Il n’y aura plus que deux niveaux hiérarchiques : le ministre et les établissements régionaux.
Montréal constituera une exception. La métropole possédera cinq établissements régionaux et quatre établissements dits « suprarégionaux » : le Centre hospitalier de l’Université de Montréal, le Centre universitaire de santé McGill, le Centre hospitalier universitaire Sainte-Justine et l’Institut de Cardiologie de Montréal.
Le CA d’un établissement régional sera composé d’une quinzaine de personnes, toutes nommées par le ministre :
Le CA d’un établissement suprarégional aura la même composition, à l’exception près qu’il n’y aura pas de membre issu du DRMG. Un omnipraticien membre du CMDP pourra donc y siéger.

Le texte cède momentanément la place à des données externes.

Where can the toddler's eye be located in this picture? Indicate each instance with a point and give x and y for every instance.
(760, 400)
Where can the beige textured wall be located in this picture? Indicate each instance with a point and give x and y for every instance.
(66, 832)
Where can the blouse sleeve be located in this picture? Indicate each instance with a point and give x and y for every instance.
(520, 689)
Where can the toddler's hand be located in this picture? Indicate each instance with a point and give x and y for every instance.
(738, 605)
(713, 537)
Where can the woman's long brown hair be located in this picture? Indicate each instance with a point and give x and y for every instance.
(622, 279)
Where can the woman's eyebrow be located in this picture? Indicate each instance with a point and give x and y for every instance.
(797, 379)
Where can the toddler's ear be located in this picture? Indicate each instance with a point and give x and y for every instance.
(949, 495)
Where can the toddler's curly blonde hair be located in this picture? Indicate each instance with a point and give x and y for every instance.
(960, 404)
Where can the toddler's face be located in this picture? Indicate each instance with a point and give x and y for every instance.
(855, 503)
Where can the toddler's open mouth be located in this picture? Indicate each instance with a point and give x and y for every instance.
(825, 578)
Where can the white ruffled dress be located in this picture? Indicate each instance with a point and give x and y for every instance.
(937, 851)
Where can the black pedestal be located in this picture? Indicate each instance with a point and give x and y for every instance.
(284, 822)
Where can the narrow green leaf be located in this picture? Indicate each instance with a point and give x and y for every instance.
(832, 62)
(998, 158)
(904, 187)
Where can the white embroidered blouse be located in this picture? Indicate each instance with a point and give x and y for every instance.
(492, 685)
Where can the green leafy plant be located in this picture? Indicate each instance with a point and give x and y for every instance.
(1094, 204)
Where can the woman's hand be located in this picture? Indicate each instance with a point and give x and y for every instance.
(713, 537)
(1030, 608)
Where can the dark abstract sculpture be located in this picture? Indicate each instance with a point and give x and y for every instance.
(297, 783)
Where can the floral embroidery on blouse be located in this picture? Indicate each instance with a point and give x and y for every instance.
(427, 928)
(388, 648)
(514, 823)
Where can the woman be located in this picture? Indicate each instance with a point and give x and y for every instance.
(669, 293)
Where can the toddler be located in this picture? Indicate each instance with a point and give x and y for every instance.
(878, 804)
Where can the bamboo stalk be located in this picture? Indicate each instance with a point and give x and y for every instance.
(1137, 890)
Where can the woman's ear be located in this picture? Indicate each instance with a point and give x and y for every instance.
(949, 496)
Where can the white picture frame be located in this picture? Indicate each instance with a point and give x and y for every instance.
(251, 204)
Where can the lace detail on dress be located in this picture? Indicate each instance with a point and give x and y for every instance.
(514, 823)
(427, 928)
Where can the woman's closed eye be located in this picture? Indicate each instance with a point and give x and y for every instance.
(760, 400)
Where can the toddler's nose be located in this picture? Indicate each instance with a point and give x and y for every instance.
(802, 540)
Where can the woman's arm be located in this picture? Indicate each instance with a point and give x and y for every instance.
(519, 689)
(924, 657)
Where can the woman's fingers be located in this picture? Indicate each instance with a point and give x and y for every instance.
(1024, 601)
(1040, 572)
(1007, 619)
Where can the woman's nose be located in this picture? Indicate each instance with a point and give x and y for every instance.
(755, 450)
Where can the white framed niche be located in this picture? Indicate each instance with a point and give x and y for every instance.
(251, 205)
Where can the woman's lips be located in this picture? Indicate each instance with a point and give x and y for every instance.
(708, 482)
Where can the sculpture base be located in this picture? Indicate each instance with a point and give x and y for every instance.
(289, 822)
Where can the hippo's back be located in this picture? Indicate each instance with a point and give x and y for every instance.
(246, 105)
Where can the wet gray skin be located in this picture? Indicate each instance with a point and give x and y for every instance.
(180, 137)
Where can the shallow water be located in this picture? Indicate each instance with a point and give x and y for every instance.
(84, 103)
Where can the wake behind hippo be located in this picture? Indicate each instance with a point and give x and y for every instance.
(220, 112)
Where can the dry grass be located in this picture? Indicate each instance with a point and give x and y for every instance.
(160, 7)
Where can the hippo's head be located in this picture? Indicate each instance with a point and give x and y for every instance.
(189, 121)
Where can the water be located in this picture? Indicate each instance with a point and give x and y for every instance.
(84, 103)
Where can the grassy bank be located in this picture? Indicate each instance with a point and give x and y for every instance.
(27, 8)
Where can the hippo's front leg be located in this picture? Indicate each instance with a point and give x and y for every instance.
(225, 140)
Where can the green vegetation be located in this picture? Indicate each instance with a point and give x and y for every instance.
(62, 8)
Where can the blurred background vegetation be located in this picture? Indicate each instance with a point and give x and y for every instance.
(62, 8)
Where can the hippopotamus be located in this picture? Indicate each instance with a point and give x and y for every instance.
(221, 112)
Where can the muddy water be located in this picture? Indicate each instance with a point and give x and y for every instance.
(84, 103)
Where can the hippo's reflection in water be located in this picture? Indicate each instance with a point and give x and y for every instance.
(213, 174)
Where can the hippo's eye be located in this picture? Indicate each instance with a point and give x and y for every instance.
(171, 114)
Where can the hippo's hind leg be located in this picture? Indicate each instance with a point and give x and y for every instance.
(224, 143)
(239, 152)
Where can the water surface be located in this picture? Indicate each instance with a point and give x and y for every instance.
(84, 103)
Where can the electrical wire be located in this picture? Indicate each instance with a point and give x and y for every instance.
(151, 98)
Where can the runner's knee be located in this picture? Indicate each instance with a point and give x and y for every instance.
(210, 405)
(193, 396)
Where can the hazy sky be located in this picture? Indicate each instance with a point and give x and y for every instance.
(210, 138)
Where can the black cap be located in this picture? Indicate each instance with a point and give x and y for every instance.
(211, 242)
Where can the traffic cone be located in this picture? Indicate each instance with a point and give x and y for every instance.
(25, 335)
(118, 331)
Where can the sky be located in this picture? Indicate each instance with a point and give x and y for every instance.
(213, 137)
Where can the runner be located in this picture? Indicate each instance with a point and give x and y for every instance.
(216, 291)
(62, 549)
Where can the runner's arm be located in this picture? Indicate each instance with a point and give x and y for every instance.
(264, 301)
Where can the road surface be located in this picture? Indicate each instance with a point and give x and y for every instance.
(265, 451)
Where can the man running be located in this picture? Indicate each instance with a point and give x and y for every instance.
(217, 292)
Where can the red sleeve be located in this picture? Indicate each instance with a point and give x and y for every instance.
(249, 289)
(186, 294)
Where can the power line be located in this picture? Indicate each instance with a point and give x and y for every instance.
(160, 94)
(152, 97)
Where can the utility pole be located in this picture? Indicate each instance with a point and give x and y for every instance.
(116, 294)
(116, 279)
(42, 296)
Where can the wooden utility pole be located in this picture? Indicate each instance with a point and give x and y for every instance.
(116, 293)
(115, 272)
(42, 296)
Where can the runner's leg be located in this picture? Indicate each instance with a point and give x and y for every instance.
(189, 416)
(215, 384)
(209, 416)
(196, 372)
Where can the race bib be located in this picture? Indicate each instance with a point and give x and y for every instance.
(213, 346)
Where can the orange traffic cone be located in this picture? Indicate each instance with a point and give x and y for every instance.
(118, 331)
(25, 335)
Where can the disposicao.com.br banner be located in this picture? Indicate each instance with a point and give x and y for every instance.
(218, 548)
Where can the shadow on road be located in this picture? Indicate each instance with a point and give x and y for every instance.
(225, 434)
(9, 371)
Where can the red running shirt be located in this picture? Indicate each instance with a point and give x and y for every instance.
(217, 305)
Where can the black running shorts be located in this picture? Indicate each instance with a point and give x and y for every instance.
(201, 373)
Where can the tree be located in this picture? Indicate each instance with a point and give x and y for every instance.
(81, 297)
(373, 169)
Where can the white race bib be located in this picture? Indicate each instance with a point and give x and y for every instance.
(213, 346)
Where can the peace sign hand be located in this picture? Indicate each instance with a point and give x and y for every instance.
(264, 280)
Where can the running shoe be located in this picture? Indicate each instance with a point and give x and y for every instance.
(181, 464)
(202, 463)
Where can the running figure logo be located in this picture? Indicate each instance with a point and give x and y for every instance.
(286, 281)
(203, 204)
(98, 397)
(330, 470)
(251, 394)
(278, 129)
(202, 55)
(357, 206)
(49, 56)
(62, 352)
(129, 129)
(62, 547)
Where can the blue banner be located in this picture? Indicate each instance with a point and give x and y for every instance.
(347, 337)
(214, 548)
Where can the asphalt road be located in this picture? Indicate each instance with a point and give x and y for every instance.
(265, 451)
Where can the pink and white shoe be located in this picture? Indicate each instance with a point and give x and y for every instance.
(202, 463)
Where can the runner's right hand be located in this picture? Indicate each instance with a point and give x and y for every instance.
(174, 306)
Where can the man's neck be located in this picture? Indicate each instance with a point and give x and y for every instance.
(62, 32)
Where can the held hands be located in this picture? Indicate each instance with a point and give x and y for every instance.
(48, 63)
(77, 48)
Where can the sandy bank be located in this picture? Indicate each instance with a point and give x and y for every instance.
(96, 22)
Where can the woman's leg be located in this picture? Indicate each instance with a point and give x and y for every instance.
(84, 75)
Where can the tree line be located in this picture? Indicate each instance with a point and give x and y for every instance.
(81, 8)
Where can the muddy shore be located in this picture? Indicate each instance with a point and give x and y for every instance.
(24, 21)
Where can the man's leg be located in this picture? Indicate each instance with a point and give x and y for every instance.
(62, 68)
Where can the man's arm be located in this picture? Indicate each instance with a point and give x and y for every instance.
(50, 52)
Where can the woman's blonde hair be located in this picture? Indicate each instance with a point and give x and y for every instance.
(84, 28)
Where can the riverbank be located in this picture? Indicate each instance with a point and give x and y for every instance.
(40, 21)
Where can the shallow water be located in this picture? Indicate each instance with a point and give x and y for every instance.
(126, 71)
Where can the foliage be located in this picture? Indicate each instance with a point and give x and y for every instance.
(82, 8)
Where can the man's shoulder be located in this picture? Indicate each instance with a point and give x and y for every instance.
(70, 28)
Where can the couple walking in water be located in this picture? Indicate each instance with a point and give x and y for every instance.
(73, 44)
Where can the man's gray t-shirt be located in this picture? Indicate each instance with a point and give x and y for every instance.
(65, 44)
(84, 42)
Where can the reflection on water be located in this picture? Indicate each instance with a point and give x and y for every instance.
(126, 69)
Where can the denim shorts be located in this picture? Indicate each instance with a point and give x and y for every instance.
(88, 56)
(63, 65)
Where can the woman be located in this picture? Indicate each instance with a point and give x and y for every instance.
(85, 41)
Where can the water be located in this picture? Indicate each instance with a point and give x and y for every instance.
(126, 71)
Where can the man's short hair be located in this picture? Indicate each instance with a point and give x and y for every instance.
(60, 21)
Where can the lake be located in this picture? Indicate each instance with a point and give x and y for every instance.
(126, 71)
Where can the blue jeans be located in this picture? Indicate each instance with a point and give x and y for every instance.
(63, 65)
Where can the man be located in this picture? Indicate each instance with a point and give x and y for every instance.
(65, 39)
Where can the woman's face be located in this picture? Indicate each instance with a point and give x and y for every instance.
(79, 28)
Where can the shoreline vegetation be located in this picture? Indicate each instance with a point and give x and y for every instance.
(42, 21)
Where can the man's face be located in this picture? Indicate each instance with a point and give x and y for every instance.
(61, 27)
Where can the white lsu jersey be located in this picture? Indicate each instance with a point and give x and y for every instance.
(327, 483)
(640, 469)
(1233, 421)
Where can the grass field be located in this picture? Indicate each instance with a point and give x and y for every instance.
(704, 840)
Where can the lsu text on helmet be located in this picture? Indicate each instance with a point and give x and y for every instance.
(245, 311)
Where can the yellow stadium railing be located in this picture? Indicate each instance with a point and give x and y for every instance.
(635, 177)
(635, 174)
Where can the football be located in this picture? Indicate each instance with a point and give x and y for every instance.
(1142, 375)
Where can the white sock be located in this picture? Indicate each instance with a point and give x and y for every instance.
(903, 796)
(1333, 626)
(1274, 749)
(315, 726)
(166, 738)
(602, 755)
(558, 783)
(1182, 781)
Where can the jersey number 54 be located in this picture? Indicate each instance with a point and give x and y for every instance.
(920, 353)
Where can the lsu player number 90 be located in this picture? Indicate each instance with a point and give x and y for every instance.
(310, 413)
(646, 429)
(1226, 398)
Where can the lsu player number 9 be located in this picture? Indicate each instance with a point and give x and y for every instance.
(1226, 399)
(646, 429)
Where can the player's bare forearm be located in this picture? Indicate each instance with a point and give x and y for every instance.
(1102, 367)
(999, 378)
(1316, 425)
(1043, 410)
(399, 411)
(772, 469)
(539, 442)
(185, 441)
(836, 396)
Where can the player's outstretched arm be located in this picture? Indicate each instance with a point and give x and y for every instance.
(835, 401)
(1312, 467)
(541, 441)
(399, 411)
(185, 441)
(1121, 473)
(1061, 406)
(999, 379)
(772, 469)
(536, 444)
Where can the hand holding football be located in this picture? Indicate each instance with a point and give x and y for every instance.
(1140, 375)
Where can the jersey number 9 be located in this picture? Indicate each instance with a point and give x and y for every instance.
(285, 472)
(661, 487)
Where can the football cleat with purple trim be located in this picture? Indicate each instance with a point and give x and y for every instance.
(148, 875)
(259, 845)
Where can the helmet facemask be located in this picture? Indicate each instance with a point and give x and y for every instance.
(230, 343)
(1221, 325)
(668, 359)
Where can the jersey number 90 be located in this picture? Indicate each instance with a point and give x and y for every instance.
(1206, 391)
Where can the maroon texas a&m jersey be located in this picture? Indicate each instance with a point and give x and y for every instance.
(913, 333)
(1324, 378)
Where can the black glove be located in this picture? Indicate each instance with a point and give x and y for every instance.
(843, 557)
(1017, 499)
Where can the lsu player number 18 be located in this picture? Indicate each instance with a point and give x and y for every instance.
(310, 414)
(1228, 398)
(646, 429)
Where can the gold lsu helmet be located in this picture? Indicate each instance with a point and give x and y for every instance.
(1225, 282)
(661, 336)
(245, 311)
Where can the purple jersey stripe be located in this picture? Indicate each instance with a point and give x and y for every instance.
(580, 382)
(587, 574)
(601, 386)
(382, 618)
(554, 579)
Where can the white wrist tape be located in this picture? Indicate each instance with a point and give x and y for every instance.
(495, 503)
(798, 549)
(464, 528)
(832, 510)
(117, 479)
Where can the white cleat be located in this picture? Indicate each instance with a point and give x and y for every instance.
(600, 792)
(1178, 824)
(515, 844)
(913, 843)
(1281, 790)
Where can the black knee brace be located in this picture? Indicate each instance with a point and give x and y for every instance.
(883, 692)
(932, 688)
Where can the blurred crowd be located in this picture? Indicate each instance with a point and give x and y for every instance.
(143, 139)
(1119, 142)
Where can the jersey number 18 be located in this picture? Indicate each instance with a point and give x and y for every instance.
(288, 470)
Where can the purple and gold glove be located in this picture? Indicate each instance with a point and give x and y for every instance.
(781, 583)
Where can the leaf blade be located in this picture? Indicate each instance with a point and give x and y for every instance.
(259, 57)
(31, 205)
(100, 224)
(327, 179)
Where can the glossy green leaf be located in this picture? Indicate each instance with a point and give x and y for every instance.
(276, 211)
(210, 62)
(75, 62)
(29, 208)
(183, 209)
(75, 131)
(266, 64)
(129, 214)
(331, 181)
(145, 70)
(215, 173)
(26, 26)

Le ministre nommera lui-même le président du CA des CISSS.
Les réseaux locaux de services deviendront des « réseaux régionaux de services de santé et de services sociaux » et couvriront tout le territoire de leur région sociosanitaire.
Les DRMG continueront à exister.
Les fonctions d’une agence seront dorénavant exercées par l’établissement régional ou le ministre, selon le partage qu’en fait le projet de loi. Le ministre exercera lui-même les pouvoirs d’une agence en ce qui concerne les plans régionaux d’effectifs médicaux.
Le ministre pourra, par règlement, édicter des règles relatives à la structure organisationnelle de la direction des établissements. Il pourra aussi prescrire à un établissement public des mesures que ce dernier devra respecter afin d’améliorer son organisation et sa gestion.
Le ministre aura, dans la future loi, des fonctions et des pouvoirs particuliers, comme de donner à un établissement des directives portant sur les objectifs, les orientations et les actions de ce dernier dans l’exécution de ses fonctions.